By John Ross
About 20 miles down the French Broad River from Asheville, the flood plain widens to about 900 feet. At this point, for millennia, Cherokee and their ancestors crossed the shallow river. Above this section of river, a steep bluff climbs to a rolling plateau. This was the drovers’ road from Greeneville, TN, to Greenville, SC. The route officially became the Buncombe Turnpike in 1827.
Here in the 1830s, David Vance, Jr. and his wife, Mira, opened a stock stand where Vance allegedly fed 90,000 hogs in a month. The stand was worked by slaves. Leah was reputed to be the region’s best cook, Jim was the blacksmith and Venus nannied the Vance’s eight children. Third born among them was Zebulon, who would grow up to become a Confederate colonel and twice North Carolina’s governor, once during the Civil War and again during Reconstruction.
With his father’s death in 1844, Zeb acquired the stock stand. The area around it was then known as Lapland, the name of the post office located in his uncle Adolphus Baird’s inn and tavern. As population in the area grew, so did a desire for independence from Buncombe County. In response, the legislature passed an act on January 27, 1851, that created Madison County. The act, according to some reports, expressly forbade locating the new county’s courthouse within two miles of the French Broad River.

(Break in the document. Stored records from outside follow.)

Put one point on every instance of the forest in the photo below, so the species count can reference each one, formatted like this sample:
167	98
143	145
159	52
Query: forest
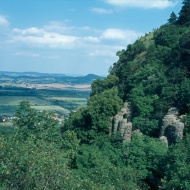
146	89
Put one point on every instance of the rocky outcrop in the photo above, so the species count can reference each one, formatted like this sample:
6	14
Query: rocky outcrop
172	126
122	123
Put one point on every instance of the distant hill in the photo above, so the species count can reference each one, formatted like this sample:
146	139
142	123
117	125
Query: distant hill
51	78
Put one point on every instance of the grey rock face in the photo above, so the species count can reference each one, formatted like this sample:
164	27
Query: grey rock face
122	123
172	126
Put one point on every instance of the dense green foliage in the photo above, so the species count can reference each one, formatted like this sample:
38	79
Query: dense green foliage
154	75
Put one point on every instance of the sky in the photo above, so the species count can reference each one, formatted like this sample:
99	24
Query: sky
74	37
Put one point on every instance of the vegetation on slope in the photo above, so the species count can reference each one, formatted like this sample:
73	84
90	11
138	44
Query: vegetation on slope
154	75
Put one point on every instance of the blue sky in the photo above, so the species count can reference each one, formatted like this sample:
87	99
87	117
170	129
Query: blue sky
74	37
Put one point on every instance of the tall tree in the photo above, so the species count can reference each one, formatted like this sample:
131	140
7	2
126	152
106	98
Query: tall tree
184	14
173	18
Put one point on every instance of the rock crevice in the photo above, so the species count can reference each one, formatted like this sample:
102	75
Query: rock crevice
172	126
121	122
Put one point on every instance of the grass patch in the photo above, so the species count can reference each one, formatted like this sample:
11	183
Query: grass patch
14	100
52	109
70	99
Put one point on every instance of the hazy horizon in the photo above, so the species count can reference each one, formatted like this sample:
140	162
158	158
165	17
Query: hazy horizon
74	37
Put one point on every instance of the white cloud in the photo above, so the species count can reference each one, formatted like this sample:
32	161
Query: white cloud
118	34
105	51
35	36
159	4
101	11
91	39
27	54
3	21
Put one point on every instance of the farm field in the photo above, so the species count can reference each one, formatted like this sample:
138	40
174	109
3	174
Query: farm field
58	101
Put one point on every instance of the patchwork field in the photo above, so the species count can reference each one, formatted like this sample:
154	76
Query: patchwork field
58	101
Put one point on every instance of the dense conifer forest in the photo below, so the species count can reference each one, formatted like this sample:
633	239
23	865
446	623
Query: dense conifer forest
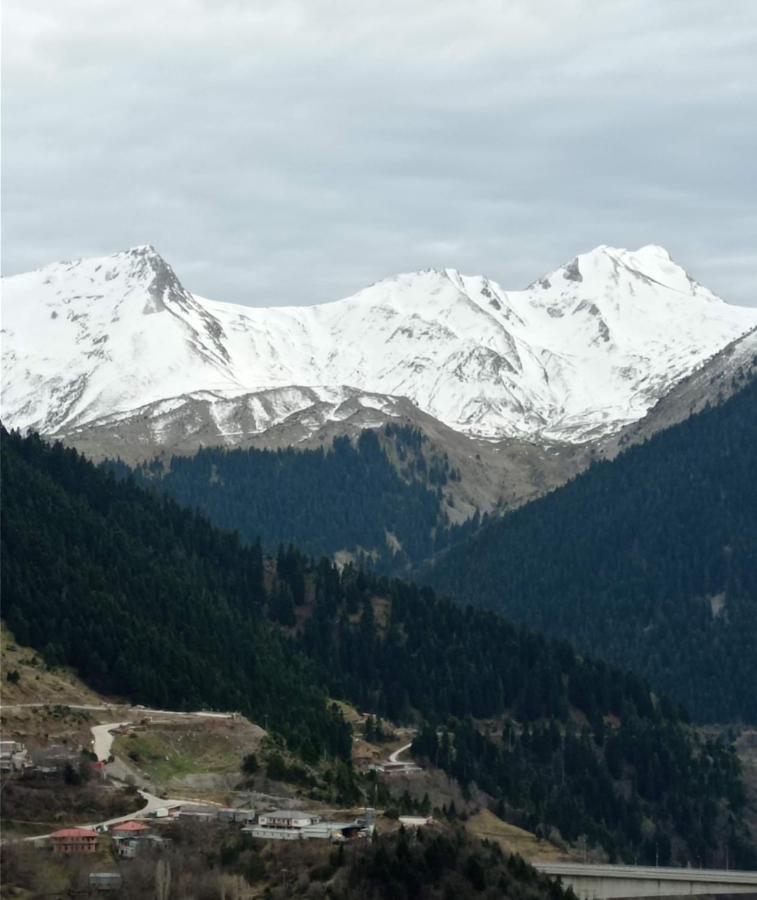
148	600
649	560
349	496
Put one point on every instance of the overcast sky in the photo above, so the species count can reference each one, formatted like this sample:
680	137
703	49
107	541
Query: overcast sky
296	151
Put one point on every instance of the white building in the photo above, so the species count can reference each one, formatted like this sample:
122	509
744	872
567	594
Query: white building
13	756
287	818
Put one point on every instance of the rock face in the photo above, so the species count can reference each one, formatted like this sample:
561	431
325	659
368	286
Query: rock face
117	346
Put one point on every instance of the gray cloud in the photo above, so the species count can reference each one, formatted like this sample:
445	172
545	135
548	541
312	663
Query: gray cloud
295	152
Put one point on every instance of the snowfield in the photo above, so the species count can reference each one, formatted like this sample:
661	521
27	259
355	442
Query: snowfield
575	356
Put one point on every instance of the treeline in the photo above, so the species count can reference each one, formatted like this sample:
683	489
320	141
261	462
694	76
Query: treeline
349	496
649	561
149	601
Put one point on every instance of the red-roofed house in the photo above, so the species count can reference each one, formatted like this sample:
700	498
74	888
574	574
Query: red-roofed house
75	840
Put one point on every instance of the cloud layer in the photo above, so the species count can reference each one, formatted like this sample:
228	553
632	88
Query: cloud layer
295	152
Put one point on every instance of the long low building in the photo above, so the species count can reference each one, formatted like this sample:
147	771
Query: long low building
287	818
323	831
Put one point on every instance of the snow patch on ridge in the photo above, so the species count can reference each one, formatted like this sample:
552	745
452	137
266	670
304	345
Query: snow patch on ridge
577	355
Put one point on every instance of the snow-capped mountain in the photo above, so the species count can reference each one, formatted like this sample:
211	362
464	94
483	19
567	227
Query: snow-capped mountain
574	357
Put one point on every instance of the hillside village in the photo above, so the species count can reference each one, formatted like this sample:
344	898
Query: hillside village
94	794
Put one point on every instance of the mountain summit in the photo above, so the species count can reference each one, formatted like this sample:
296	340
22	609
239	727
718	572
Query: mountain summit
577	355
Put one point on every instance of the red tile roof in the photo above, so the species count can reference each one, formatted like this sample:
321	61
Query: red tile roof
75	832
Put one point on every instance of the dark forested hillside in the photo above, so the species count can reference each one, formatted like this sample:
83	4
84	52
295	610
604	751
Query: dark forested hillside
347	497
150	601
146	599
649	561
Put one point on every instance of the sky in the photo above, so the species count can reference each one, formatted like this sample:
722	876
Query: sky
297	151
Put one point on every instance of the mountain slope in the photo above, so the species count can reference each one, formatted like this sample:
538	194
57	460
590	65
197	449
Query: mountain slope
575	356
149	601
379	499
649	560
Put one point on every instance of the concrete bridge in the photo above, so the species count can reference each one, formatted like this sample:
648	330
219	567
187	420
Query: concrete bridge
605	882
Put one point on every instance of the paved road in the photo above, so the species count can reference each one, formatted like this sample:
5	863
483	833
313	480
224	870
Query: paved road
593	881
134	710
394	757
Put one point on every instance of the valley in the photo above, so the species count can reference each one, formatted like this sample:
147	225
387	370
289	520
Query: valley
508	483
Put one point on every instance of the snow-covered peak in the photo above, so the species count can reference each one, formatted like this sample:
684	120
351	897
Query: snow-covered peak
577	355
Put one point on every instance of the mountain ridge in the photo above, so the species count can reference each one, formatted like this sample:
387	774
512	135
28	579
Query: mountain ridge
574	357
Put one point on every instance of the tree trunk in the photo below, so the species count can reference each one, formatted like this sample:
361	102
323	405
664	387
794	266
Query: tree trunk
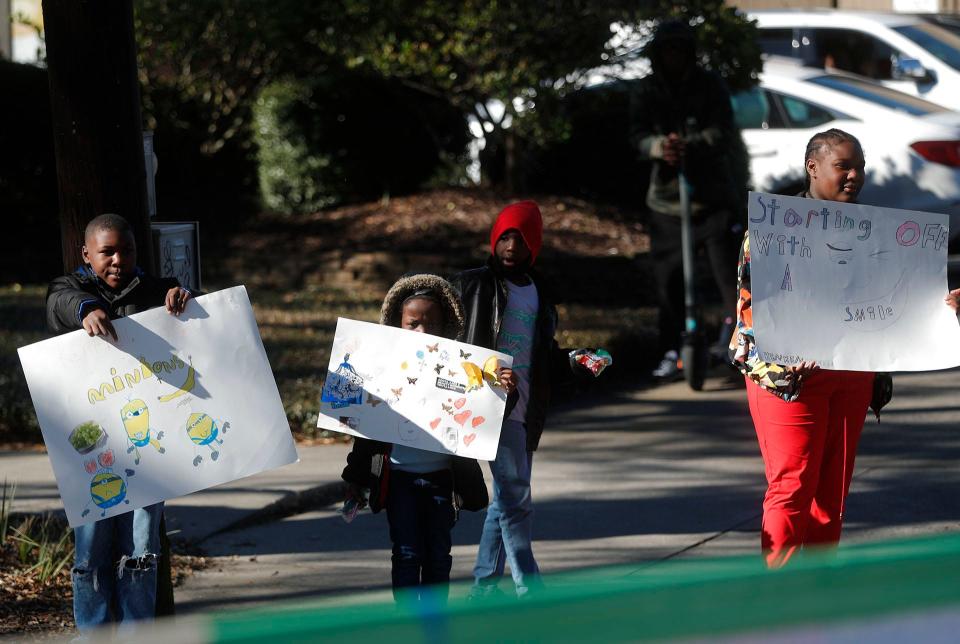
97	129
98	140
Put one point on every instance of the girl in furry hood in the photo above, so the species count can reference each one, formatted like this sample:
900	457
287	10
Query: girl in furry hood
422	491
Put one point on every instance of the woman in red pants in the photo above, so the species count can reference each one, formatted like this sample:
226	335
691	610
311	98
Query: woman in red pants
808	420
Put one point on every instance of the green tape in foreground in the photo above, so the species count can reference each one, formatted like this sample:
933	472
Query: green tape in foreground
675	599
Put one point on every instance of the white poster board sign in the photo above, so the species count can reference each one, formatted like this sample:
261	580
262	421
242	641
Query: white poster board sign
413	389
176	405
850	286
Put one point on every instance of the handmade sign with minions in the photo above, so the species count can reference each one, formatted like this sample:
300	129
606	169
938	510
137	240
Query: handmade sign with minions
420	390
176	405
850	286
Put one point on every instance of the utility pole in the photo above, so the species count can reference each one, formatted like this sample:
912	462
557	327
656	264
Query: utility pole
97	128
6	31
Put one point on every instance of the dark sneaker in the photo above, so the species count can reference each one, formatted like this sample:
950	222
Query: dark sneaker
483	592
669	368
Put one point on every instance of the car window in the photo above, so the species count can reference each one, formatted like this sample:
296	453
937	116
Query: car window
778	42
751	110
802	114
851	51
936	40
878	94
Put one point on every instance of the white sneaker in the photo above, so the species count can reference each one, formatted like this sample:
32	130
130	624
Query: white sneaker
669	367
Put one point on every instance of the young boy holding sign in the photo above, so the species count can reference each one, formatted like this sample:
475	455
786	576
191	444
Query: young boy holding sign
421	490
115	572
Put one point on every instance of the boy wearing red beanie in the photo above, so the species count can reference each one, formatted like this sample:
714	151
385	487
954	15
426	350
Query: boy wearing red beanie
508	308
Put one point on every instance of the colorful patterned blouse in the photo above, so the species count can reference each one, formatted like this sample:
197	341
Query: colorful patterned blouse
743	348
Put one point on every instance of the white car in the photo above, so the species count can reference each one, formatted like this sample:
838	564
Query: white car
900	51
912	146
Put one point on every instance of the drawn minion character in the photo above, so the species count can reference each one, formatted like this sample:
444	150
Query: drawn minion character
107	488
136	422
204	431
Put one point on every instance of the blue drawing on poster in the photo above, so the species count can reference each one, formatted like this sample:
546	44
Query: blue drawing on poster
344	386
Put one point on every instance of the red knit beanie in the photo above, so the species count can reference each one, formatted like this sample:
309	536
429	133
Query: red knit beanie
525	217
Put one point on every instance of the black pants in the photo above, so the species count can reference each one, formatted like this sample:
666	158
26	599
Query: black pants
711	231
420	513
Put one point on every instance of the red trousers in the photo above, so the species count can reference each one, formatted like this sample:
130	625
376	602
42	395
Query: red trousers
808	449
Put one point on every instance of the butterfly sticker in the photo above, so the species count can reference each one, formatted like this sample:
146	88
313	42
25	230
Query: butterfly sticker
476	375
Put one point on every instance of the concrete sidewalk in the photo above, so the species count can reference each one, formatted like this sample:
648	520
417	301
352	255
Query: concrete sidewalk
631	477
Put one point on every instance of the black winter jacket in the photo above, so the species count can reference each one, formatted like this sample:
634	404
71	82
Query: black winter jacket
484	295
73	296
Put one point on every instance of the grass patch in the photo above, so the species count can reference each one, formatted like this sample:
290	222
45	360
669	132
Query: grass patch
35	555
22	322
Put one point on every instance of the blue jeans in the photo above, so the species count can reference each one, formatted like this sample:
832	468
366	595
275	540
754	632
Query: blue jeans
420	514
508	528
115	572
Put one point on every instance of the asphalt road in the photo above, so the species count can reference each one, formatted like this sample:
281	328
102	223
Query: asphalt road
630	477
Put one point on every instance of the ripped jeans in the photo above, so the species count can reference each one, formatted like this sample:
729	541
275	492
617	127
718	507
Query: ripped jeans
420	514
115	572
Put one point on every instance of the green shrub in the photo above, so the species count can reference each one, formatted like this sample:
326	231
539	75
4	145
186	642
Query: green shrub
346	136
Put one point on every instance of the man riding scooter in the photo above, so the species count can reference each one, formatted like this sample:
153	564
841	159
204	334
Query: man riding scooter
682	122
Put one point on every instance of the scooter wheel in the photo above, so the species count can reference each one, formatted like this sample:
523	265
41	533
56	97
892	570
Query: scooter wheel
694	356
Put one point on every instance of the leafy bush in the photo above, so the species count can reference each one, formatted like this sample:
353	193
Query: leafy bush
346	136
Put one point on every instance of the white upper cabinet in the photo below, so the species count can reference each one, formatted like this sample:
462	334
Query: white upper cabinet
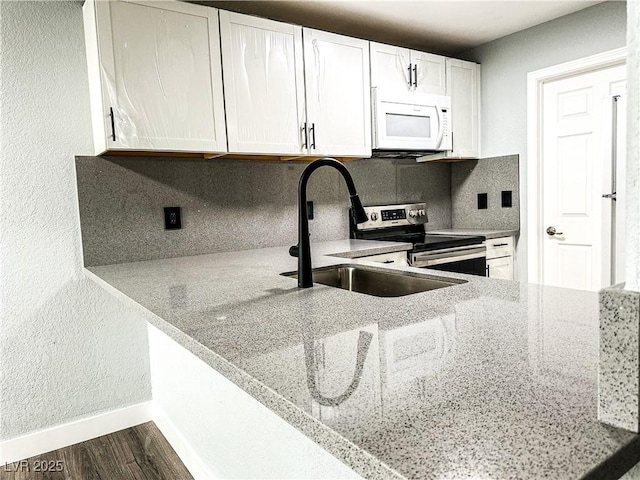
154	76
337	93
401	69
463	86
264	85
428	72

Initially, court sessions were held in a log house up on Jewell Hill in the area now known as Walnut. Jewell was a vibrant little community where militias mustered. Area residents believed it was the logical choice for the permanent county seat. However, Zeb had donated 50 acres at Lapland, and his uncle and a few of his well-connected friends lobbied hard to build the courthouse on that location. So certain was Zeb that the courthouse would be built near his family’s stock stand, that he wrote to his fiancée Harriet Espy: “You may expect to see, next time pass the place, a flourishing and romantic village.”
The legislature created a committee to select the site for the courthouse. The result was a tie, but one member, Larkin Johnson, was missing. A delegation sought him out and found him planting his garden. To convince him to cast his ballot in favor of the courthouse at Lapland, he was promised free turnip seed, and he accepted the bribe.
The growing town was renamed for John Marshall, chief justice of the U.S. Supreme Court, and a two-story, brick courthouse was erected in 1857. The 1880s brought prosperity to Marshall, including the railroad, a hydroelectric dam and a large cotton mill. So strong was enthusiasm for the future that the county court approved $30,000 to build a new, grand courthouse in Marshall. Designed by Richard Sharp Smith, supervising architect of Biltmore House, and completed in 1907, the building still stands as a stunning monument to the promise of the Gilded Age.